Até 100 arquivos de uma vez. Formatos misturados não são problema.
Eles são convertidos um após o outro e baixados juntos em um ZIP.
OGG para AAC
O arquivo .aac produzido aqui é um fluxo elementar de quadros AAC, um atrás do outro, sem índice, sem duração, sem área de metadado. Essa forma existe para que um fluxo possa ser cortado em qualquer ponto e emendado a qualquer outro, motivo pelo qual sistemas de segmentação e ingestão de fluxo elementar querem exatamente isso.

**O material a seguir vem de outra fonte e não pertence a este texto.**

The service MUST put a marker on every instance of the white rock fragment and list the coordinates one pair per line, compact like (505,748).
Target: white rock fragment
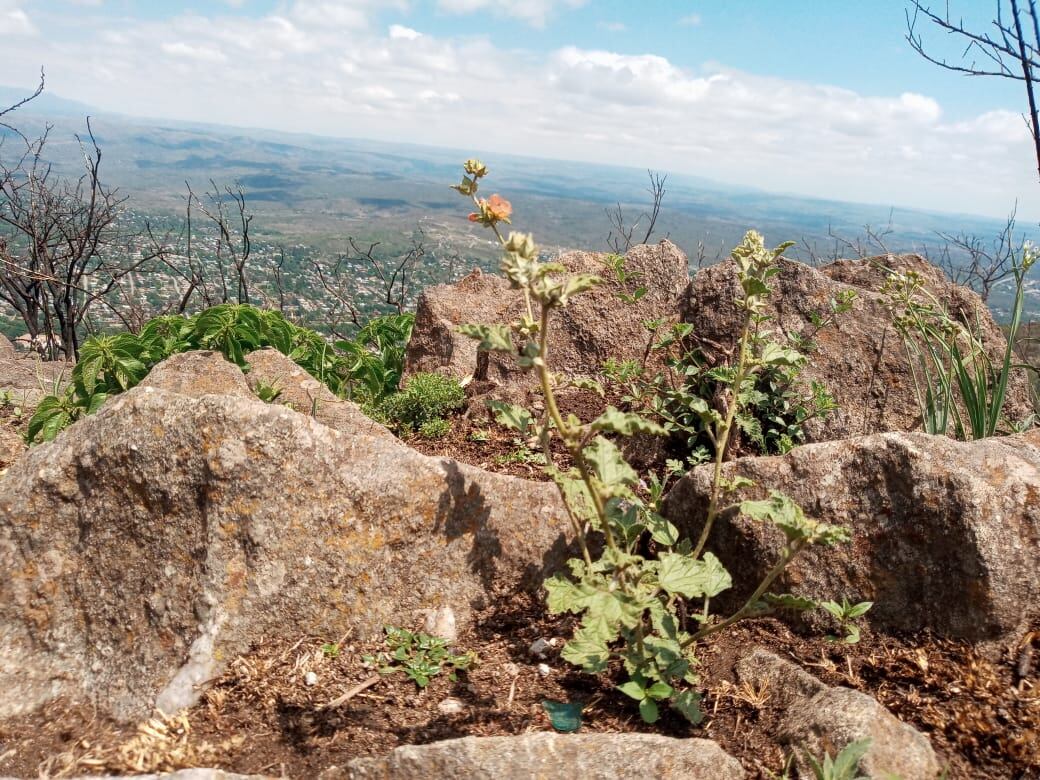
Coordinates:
(450,706)
(440,623)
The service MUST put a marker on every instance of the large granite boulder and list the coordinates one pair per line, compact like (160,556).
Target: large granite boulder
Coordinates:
(860,359)
(164,535)
(596,325)
(549,755)
(813,719)
(945,534)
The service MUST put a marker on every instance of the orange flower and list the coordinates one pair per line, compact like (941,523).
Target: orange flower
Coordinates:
(498,207)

Se a documentação da sua plataforma nomeia especificamente esse tipo de fluxo, este é o arquivo certo. Se ela só diz "AAC" em linguagem comum, ou o áudio precisa ser tocado por algo com botão de play e duração, o caminho pelo M4A produz o mesmo áudio codificado dentro de um contêiner MP4 que carrega duração, índice de busca e etiqueta. Entregar o tipo errado desses dois é a causa mais comum desta conversão falhar em produção.

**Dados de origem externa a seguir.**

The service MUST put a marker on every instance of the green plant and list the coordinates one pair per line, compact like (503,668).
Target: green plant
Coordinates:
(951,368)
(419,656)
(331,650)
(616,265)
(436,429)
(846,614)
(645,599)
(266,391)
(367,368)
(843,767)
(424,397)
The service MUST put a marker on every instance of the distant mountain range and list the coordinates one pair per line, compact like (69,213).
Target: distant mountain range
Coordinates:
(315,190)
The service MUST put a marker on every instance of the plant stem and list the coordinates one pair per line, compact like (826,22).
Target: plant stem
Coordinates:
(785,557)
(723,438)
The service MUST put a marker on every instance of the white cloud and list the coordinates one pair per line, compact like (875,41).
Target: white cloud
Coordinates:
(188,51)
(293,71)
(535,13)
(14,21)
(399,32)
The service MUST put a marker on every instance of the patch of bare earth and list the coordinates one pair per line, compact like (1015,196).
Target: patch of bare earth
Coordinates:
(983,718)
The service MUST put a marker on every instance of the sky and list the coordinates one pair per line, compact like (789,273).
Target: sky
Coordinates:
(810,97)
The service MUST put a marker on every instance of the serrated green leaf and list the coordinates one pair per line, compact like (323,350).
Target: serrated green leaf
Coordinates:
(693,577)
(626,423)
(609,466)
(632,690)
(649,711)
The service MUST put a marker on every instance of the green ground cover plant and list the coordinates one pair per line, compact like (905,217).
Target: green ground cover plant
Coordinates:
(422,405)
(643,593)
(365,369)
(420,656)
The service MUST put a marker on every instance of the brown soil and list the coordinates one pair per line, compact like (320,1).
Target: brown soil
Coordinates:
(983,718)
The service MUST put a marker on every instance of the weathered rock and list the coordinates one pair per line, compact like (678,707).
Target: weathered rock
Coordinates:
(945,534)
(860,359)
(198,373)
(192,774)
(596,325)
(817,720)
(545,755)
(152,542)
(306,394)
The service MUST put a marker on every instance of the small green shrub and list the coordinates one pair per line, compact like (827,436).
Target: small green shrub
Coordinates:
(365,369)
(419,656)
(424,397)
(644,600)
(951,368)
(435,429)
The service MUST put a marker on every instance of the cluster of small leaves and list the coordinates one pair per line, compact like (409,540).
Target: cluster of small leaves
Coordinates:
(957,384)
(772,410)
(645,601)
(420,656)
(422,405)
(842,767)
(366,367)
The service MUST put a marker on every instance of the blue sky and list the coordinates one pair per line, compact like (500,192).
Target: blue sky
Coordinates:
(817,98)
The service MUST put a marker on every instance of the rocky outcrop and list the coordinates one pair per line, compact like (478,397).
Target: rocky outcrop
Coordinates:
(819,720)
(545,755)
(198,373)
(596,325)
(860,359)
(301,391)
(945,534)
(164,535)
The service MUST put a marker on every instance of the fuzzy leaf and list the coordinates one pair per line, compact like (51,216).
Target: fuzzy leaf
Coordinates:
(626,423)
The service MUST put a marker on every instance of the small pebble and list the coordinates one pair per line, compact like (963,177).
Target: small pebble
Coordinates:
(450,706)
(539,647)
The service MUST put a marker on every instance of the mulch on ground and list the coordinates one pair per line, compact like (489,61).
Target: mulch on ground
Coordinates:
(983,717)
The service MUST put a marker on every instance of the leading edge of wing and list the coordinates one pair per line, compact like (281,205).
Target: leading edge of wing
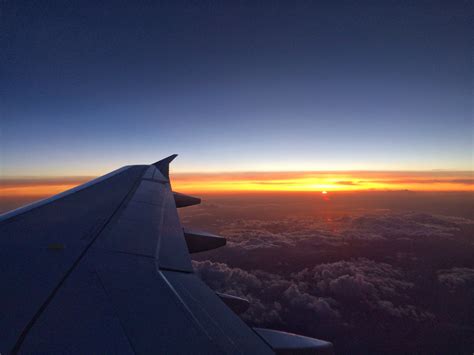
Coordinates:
(18,211)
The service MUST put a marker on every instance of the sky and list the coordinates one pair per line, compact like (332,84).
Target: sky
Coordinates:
(238,86)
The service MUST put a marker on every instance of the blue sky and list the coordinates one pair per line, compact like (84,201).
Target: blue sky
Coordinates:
(236,86)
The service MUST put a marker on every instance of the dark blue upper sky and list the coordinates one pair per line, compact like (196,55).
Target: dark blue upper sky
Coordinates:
(238,85)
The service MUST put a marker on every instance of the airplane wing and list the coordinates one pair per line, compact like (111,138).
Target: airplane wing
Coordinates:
(105,268)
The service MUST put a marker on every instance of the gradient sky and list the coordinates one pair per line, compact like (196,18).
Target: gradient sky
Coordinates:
(235,86)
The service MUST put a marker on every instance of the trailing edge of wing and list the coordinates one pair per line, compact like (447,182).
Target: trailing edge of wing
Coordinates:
(163,165)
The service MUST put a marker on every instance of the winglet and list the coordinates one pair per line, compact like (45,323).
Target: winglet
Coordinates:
(163,165)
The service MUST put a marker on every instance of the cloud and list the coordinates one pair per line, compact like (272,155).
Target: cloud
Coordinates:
(253,234)
(456,278)
(329,293)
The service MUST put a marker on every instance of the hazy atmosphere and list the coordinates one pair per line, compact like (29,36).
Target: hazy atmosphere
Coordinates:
(331,143)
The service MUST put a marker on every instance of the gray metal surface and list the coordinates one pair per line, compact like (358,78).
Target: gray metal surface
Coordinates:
(105,269)
(31,270)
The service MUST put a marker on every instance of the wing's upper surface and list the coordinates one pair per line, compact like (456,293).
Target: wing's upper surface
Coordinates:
(105,268)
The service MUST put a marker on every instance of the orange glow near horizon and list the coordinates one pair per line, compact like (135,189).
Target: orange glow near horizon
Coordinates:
(323,182)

Celulares, consoles, televisões e aparelhos de streaming carregam um bloco de decodificação de AAC em hardware dedicado. Decodificar em silício custa uma fração da energia e do tempo de processador que um decodificador de software de Vorbis ou Opus precisa, e num aparelho rodando um jogo a sessenta quadros por segundo com bateria a proteger, essa diferença é uma restrição de engenharia, não uma preferência.
Vorbis e Opus não têm esse bloco dedicado na maior parte desse hardware, então decodificam no processador principal e competem com tudo o mais que a aplicação está fazendo. Fabricantes de middleware e donos de plataforma, por isso, padronizam no que o silício suporta e documentam isso como exigência. Não há versão deste argumento em que um arquivo convertido vença; cumprir a exigência é o trabalho inteiro.

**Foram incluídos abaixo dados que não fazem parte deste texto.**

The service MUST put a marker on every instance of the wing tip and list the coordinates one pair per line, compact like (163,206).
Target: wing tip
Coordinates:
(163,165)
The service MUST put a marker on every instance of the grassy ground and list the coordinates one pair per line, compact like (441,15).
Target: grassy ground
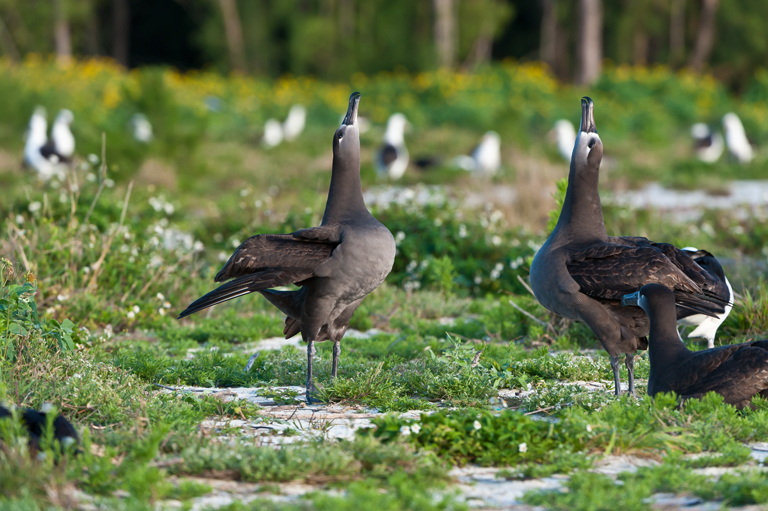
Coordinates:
(93,276)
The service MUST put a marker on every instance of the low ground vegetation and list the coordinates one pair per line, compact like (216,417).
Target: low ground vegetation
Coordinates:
(94,271)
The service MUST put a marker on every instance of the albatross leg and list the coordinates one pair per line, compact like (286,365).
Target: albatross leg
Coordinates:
(310,382)
(629,361)
(335,363)
(616,379)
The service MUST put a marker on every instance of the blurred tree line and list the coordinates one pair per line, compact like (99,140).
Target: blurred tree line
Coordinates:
(334,38)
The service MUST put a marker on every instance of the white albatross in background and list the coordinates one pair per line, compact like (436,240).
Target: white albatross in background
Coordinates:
(40,153)
(708,144)
(736,138)
(294,123)
(392,159)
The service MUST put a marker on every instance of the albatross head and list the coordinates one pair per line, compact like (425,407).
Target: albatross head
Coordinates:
(588,150)
(346,140)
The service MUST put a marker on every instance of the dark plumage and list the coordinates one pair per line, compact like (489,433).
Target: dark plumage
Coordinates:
(738,372)
(581,273)
(336,265)
(35,422)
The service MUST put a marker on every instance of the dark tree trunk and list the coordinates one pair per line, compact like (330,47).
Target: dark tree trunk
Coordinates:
(62,34)
(640,47)
(676,32)
(121,34)
(7,44)
(705,38)
(234,33)
(549,33)
(445,32)
(589,47)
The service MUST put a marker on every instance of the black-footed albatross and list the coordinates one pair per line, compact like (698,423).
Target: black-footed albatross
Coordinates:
(581,273)
(336,265)
(738,372)
(706,326)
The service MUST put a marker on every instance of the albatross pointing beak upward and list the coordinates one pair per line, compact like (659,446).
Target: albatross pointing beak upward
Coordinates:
(351,117)
(588,115)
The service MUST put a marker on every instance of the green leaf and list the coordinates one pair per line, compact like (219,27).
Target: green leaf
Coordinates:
(17,329)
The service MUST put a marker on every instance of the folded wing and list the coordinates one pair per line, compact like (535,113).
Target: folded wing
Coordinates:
(266,261)
(610,270)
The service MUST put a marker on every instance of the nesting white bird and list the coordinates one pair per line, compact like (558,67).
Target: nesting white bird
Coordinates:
(294,123)
(708,144)
(392,159)
(141,128)
(485,159)
(273,133)
(39,152)
(736,138)
(565,138)
(61,134)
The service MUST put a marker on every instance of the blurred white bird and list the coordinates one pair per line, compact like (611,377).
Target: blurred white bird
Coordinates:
(565,138)
(485,159)
(61,135)
(141,128)
(294,123)
(39,152)
(708,144)
(392,159)
(736,138)
(273,133)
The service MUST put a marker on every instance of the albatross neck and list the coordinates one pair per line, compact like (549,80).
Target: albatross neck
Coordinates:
(345,197)
(582,214)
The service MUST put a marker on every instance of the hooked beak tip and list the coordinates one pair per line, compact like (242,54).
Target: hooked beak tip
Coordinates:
(354,102)
(630,300)
(588,115)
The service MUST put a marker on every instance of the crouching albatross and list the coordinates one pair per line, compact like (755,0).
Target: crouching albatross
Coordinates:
(738,372)
(581,273)
(335,265)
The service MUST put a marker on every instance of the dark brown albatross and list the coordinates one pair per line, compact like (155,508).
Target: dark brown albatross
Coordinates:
(336,264)
(581,273)
(738,372)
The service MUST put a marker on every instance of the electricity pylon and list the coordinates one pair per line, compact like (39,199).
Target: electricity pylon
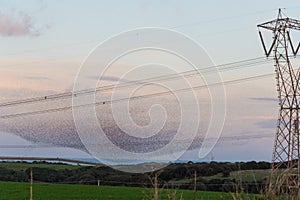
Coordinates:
(285,173)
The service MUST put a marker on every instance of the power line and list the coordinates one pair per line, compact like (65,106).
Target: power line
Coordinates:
(135,97)
(222,67)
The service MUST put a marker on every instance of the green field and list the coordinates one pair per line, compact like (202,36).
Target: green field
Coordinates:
(18,166)
(20,191)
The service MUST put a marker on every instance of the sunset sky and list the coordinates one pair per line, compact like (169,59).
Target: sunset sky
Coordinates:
(44,43)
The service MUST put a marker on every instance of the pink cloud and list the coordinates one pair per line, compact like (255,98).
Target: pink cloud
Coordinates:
(20,26)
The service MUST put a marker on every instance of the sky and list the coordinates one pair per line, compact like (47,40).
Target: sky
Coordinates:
(44,43)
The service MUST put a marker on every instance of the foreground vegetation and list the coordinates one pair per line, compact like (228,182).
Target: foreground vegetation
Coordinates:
(13,190)
(247,177)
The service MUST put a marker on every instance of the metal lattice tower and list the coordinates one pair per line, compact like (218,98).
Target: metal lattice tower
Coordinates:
(285,173)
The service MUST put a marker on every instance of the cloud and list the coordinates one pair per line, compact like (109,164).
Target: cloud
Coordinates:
(108,78)
(38,78)
(21,25)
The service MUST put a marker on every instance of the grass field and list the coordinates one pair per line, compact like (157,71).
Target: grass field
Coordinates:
(18,166)
(20,191)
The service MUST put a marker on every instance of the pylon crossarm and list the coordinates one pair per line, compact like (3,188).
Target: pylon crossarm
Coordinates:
(277,24)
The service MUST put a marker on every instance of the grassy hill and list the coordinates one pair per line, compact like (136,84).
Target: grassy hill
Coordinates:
(11,190)
(18,166)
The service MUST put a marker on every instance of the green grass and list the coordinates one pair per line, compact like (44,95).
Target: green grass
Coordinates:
(18,166)
(20,191)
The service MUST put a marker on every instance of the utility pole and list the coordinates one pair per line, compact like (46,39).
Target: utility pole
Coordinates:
(285,173)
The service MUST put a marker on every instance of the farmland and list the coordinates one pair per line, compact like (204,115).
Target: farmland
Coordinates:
(13,190)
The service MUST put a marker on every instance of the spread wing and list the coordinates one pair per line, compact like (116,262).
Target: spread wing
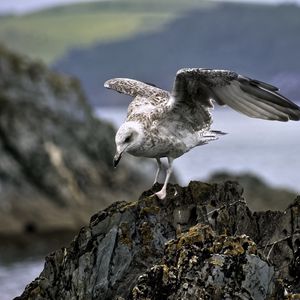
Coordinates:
(195,88)
(132,87)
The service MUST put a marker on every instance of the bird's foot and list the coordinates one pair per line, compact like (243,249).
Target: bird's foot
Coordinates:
(161,194)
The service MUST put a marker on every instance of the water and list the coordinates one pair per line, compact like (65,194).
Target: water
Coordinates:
(14,277)
(268,149)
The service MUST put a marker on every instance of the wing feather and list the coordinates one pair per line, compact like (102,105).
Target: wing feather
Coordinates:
(251,97)
(132,87)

Ogg é um contêiner que pode carregar Vorbis, Opus ou FLAC. Vorbis é o que recursos de jogo e projetos de código aberto mais antigos costumam conter. Opus é o que gravadores e conversores atuais produzem. FLAC dentro de um Ogg é sem perda, incomum, e bem mais pesado que os outros dois.
O tamanho do arquivo já entrega a resposta antes de você converter qualquer coisa: um Ogg pesando poucos megabytes por minuto é provavelmente Vorbis ou Opus; um bem mais pesado por minuto é provavelmente FLAC. Vindo de Vorbis ou Opus, esta é uma segunda geração com perda, e a faixa equilibrada é defensável para efeitos e fundos musicais. Vindo de FLAC, esta é a primeira compressão que o áudio já sofreu, e a faixa alta é a única escolha sensata.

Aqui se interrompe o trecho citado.